The congress was organized by the Environmental Physics Laboratory Group, Ephyslab (CIM) with the support of the Miño-Sil Hydrographic Confederation and brought together more than 60 specialists. The congress, explained its coordinators, is based on the idea that, “given the impact that the intensification of floods can have on human and material losses, it is necessary to continuously develop modeling processes that allow forecasting the possibility of floods in advance, which will result in a better and more efficient protocol for action and mitigation”. This task, pointed Ephyslab, has an important scientific component linked to the development of efficient tools, together with a component of knowledge transfer to the entities responsible for taking preventive and/or palliative measures, such as the hydrographic confederations.
During the two days of the congress, the authorities responsible for most of the hydrographic basins of the peninsula, such as Augas de Galicia, presented the state of evolution of their respective warning systems, and a group of scientists from the Universidade de Vigo (Ephyslab), A Coruña and Politécnica de Catalunya (Institut Flumen) and from centers such as CEDEX, who showed the latest advances of the IBER; tool, a two-dimensional numerical water modeling program that has become a reference model in Spain and in many Latin American countries, being used by companies, public administrations and researchers for the evaluation and management of flood risk.

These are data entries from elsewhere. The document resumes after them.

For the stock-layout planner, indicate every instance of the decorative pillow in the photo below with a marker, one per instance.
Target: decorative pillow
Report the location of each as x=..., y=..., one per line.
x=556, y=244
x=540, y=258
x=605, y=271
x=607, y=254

In addition, researchers from the CIM talked about the Midas early warning system developed by Ephyslab and the Miño-Sil Hydrographic Confederation in the framework of the RISC Miño-Limia Project, carried out an analysis of historical floods, addressed the application of artificial intelligence techniques to the prediction of flows in reservoirs and offered a multi-scale assessment of flood risk under climate projections. The Centro de Estudios y Experimentación de Obras Públicas also participated, presenting the experience of CEDEX in the hydrodynamic study of floods with the supercomputing tool Riber.